Le mécanisme du broyage des populations et de la raison est éprouvé : des roquettes (1500 en deux semaines) partent de Gaza et tombent en Israël, des bombes ou des missiles partent d'Israël et tombent sur Gaza, une proposition de trêve est faite par l'Egypte (ou par d'autres), Israël l'accepte, Hamas y met des conditions, Israël n'accepte pas ces conditions, en pose d'autres, que Hamas refuse tant que les siennes ne sont pas acceptées, Hamas et Israël refusent la trêve, Israël avertit la population des zones qui vont être bombardées : "on va cogner, évacuez" (Pour aller où ? Le ghetto de Gaza est bouclé...), missiles et obus se remettent à pleuvoir sur les populations civiles et le spectacle reprend : sur les terrasses israéliennes proches de Gaza, le soir, les habitants prennent le frais en regardant les lueurs des bombardements et le tracé des missiles pendant que dans leurs abris (inaccessibles à la population civile), les cadres du Hamas attendent que ça passe.
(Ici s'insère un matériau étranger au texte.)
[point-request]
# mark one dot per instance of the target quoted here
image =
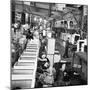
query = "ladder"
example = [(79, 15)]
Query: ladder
[(24, 71)]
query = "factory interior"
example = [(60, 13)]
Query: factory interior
[(48, 44)]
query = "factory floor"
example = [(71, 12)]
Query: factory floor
[(70, 79)]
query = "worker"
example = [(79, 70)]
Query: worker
[(66, 49)]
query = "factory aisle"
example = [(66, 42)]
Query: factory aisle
[(23, 72)]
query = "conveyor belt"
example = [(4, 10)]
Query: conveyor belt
[(23, 72)]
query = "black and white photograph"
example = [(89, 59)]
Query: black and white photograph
[(49, 44)]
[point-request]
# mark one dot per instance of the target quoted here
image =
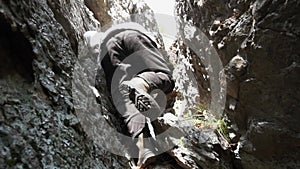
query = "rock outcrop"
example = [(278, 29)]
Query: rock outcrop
[(257, 43)]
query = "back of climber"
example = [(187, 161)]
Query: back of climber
[(134, 66)]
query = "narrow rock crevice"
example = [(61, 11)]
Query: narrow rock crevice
[(16, 54)]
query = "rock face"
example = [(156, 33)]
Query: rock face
[(39, 45), (257, 43)]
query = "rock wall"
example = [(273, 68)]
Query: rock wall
[(257, 43), (39, 46)]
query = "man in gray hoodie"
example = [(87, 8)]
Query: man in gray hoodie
[(133, 67)]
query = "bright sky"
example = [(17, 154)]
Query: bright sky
[(164, 11)]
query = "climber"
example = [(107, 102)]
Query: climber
[(133, 67)]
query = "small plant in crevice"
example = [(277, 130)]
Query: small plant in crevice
[(203, 118)]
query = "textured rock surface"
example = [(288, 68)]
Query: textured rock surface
[(257, 43), (39, 45)]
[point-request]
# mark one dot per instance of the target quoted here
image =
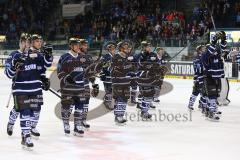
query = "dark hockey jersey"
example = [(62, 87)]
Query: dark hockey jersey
[(27, 79), (198, 70), (106, 69), (212, 62), (74, 66)]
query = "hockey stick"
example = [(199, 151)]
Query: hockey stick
[(9, 99), (55, 93)]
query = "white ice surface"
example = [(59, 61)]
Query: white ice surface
[(196, 138)]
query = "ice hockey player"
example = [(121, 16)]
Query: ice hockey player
[(147, 61), (26, 69), (106, 75), (120, 69), (212, 74), (161, 61), (74, 85), (226, 54), (24, 43), (198, 80)]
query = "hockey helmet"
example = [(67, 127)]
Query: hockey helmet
[(73, 40)]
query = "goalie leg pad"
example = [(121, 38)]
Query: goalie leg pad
[(211, 87), (121, 91)]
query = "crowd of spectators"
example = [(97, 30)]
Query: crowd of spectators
[(13, 19), (17, 16), (127, 19)]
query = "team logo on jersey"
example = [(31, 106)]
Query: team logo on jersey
[(82, 60), (30, 67), (101, 109)]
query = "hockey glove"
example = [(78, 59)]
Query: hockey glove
[(47, 50), (17, 63), (45, 83), (69, 79), (223, 36), (95, 90)]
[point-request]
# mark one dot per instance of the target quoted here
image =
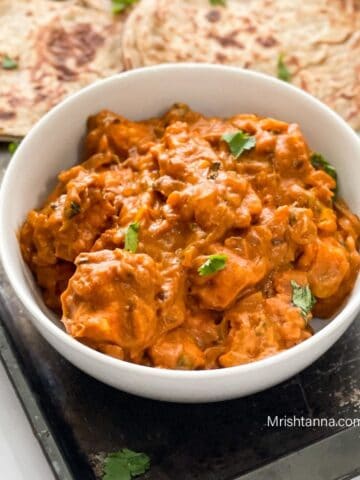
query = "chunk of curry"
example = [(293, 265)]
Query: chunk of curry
[(269, 212)]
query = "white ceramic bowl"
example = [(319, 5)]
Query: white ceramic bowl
[(53, 145)]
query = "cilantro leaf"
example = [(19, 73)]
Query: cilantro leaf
[(119, 6), (239, 142), (222, 3), (73, 210), (125, 464), (213, 170), (302, 298), (282, 70), (131, 237), (319, 162), (213, 264), (8, 63), (12, 147)]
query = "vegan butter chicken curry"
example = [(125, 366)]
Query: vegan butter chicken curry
[(188, 242)]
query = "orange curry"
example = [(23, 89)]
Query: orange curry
[(189, 242)]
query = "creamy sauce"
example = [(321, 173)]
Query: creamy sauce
[(270, 212)]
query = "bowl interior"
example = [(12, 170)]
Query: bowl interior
[(54, 144)]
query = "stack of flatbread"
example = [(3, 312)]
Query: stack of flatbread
[(60, 46)]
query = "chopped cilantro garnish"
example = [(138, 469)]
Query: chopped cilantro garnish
[(319, 162), (214, 263), (125, 465), (118, 6), (239, 142), (214, 170), (302, 298), (131, 237), (282, 70)]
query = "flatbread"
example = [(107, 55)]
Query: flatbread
[(320, 40), (60, 46)]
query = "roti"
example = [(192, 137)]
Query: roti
[(319, 41), (59, 47)]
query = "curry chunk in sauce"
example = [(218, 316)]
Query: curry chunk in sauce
[(189, 242)]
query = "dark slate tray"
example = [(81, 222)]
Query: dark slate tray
[(78, 419)]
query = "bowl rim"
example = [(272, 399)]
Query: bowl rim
[(41, 319)]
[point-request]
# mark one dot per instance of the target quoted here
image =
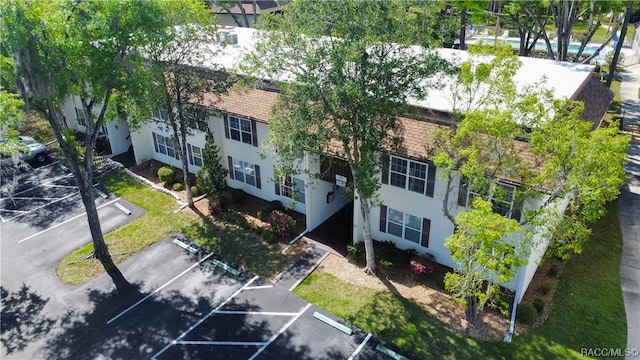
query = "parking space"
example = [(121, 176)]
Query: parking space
[(236, 317)]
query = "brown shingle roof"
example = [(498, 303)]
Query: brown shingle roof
[(596, 97), (253, 104)]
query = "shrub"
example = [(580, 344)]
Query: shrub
[(527, 313), (238, 196), (217, 204), (418, 268), (281, 223), (386, 263), (237, 219), (539, 304), (356, 250), (274, 205), (269, 236), (166, 174)]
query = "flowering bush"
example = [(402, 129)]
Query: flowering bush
[(281, 223), (418, 268)]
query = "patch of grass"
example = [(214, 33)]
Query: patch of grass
[(159, 221), (588, 310)]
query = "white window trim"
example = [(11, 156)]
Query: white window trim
[(291, 191), (407, 174)]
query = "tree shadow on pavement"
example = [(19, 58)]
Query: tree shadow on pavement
[(22, 320)]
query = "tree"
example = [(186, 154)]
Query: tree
[(511, 145), (350, 76), (212, 175), (86, 49), (486, 258), (183, 78)]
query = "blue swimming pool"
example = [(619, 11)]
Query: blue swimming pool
[(540, 45)]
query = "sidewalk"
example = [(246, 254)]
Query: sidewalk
[(629, 212)]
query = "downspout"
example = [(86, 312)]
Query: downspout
[(512, 325)]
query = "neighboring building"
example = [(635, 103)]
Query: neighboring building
[(411, 193), (245, 13)]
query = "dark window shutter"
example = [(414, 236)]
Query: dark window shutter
[(463, 190), (258, 185), (226, 126), (426, 228), (155, 142), (431, 179), (254, 132), (230, 166), (383, 218), (385, 169), (517, 211)]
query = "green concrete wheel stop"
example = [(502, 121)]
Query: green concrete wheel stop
[(122, 208), (226, 267), (333, 323), (185, 246), (390, 353), (100, 193)]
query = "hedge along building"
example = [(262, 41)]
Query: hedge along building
[(411, 192)]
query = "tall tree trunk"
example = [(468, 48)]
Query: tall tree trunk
[(471, 311), (463, 29), (365, 208), (616, 55)]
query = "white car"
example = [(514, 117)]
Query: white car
[(37, 153)]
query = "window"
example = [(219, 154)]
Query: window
[(82, 120), (160, 114), (502, 196), (195, 155), (164, 145), (408, 174), (292, 188), (239, 129), (405, 225), (245, 172)]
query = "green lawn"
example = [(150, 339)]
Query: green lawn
[(588, 310), (159, 221)]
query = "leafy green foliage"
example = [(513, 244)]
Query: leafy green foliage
[(167, 174), (485, 254), (351, 72)]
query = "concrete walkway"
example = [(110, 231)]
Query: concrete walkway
[(629, 213)]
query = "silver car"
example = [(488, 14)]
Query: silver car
[(37, 153)]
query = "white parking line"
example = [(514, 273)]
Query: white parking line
[(41, 206), (158, 289), (203, 319), (282, 330), (64, 222), (220, 343), (359, 348)]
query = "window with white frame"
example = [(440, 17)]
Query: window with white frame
[(410, 175), (245, 172), (240, 129), (293, 188), (195, 155), (82, 120), (404, 225), (164, 145)]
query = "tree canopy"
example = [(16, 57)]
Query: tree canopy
[(345, 73)]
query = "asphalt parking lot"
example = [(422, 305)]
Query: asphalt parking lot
[(181, 304)]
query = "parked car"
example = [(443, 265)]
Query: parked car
[(37, 153)]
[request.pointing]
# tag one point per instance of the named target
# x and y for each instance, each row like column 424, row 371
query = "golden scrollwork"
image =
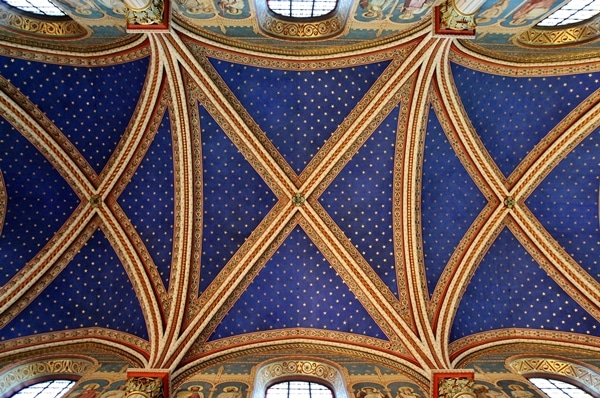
column 32, row 370
column 305, row 368
column 303, row 30
column 153, row 14
column 144, row 387
column 557, row 366
column 452, row 19
column 454, row 387
column 555, row 37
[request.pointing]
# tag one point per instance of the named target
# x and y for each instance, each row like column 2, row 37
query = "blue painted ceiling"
column 250, row 198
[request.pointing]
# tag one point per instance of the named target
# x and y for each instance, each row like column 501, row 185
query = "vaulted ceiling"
column 182, row 195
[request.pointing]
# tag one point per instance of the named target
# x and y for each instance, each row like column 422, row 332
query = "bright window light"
column 298, row 389
column 46, row 389
column 558, row 389
column 302, row 8
column 572, row 12
column 39, row 7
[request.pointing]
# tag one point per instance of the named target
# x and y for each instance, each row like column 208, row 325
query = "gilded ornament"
column 151, row 15
column 455, row 387
column 144, row 387
column 543, row 37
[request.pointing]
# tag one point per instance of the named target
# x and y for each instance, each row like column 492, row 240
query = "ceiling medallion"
column 510, row 202
column 298, row 199
column 95, row 201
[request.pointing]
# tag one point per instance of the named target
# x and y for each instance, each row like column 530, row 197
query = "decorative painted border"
column 3, row 201
column 544, row 37
column 271, row 372
column 58, row 27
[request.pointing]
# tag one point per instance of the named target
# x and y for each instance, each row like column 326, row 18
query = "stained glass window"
column 39, row 7
column 302, row 8
column 558, row 389
column 298, row 389
column 572, row 12
column 46, row 389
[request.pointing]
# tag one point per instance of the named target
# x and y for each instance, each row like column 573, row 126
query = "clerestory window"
column 299, row 389
column 573, row 12
column 46, row 389
column 38, row 7
column 558, row 389
column 302, row 8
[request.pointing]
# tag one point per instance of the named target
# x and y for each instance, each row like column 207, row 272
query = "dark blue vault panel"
column 566, row 203
column 39, row 201
column 510, row 290
column 298, row 110
column 297, row 288
column 92, row 291
column 359, row 200
column 148, row 200
column 91, row 106
column 236, row 199
column 512, row 114
column 450, row 201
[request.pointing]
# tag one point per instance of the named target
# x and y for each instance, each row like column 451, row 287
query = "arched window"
column 302, row 8
column 39, row 7
column 573, row 12
column 299, row 389
column 46, row 389
column 558, row 389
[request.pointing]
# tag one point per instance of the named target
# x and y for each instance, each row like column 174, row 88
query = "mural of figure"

L'UNRWA, l'agence de l'ONU qui depuis soixante--cinq ans assure la survie des Palestiniens, découvre 20 roquettes planquées dans une école... et la commission de politique de sécurité du Conseil National suisse renonce à une visite en Israël**. Enfin, renonce... disons qu'elle la reporte à un moment où l'opinion publique pensera à autre chose...


"Gardez-moi de mes amis, mes ennemis je m'en charge" (proverbe palestinien)...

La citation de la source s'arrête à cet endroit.